No one’s really glommed onto this little tidbit yet (‘cept maybe those wiley folks at Apple). Imagine all the content we’re going to have less expensive access to in the form of rentals. If Apple will create just one more tier like “Rent now and apply $2 to purchase price of the movie within 60 days”… I bet they’d get a big boost in their movie sales. Frankly, if I rent something from Blockbuster now and like it… I typically buy it. I may be odd guy out on that one. Still, it’s a bit of programming on their part and they’re still net ahead of the game. As it is, when a rental expires… all the cookie crumbs of that transaction evaporate. Seems like wasted energy to me. They could covert a fraction of us to upgraded owners with just a little more effort.

Apple sure doesn’t need our help Monday morning quarterbacking their business models. They’re doing okie dokie without us meddling kids running around. 🙂

The Magnificent Seven: iTunes Rental Experience

January 16, 2008

iTunes Rental

Just rented “The Magnificent Seven” via iTunes. Saw it a LONG time ago. Hmm, description reminds me of Bug’s Life.

Anyway, well within my first 24 hours of the rental and have started watching it as it’s downloading. So far, so good. Will be interested to see if there are any practical limitations. Such as – multiple viewings within the first 24 hours. What happens if I’m not connected to the net once the download is complete? Will it expire as expected? What if I change my laptop’s clock so that it never truly shows 24 hours have elapsed? What if it expires and I set my clock back to the a time the movie was valid?

I’m full of questions and it’s too early for me to answer much of anything. Yet. So, come back in 25 hours and I should have some more details.

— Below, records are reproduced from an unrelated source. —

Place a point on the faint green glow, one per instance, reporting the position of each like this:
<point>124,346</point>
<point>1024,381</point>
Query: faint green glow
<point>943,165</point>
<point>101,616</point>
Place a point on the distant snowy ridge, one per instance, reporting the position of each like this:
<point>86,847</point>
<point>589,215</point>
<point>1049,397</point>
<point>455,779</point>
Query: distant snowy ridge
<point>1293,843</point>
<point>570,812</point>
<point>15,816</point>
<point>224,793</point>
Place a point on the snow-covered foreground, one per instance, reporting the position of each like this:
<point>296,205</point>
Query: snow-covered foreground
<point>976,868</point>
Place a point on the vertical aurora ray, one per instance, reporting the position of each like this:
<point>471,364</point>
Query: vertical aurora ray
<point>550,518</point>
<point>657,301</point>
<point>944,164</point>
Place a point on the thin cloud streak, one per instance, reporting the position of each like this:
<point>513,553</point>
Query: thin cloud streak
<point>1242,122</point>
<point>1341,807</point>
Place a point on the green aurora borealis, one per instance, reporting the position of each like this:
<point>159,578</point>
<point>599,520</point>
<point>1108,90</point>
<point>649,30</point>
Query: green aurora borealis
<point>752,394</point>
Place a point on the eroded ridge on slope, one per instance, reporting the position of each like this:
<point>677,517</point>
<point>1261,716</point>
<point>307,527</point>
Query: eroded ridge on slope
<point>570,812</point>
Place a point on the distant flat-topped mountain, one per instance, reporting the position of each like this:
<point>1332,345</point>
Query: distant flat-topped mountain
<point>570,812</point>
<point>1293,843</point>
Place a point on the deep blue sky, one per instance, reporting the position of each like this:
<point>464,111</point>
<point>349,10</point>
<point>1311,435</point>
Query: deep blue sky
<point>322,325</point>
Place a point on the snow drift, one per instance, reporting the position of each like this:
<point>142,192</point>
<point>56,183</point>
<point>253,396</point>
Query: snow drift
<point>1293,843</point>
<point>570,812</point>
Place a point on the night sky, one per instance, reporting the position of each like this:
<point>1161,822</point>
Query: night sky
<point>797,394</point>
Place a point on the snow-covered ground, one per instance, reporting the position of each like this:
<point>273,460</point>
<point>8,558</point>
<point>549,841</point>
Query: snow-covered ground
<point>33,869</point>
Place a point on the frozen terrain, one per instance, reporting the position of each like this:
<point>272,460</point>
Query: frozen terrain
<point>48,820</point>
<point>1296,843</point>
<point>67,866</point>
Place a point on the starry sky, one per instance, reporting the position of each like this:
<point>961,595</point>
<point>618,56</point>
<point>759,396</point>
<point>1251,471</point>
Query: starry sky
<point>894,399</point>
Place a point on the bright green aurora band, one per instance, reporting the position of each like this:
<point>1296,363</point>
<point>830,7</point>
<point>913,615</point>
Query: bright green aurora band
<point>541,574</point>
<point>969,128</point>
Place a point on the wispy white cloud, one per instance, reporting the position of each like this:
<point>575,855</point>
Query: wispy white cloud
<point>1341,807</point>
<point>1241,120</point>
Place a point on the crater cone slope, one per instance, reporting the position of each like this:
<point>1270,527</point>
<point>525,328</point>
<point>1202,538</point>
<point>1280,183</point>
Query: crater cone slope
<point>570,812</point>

Couple things I’ve learned since initial rental:

  • Yul Brynner made for one crappy cowboy. Cool look. Still… definitely a “dude”;
  • There seems to be no practical limit to how many times you can watch the rented video in the allotted time (once the meter begins running);
  • Loading onto the iPhone was as easy as any other movie;
  • The iPhone reminds you how much time remains on the rental;
  • Closed Captioning isn’t “in there” yet but chapters are;
  • I put my iPhone in Airplane mode and set the date ahead one full day. My rental disappeared from list of available. I set the date back and the rented movie didn’t come back. The space it occupied is now freed up.
  • So, if we go by the clock of the device… what happens to the road warriors whose computers get their time from NNTP servers and gets screwed on the rental? Admittedly rare… still, makes me wonder about these things.

More tomorrow.

Well, it’s like the rental never happened. I watched it yesterday. Plopped it on the iPhone (nice and intuitive). And, today, 25 hours later there is no residual image of the rental at all. Nothing that tells me I ever rented it. Seems un-Apple-like.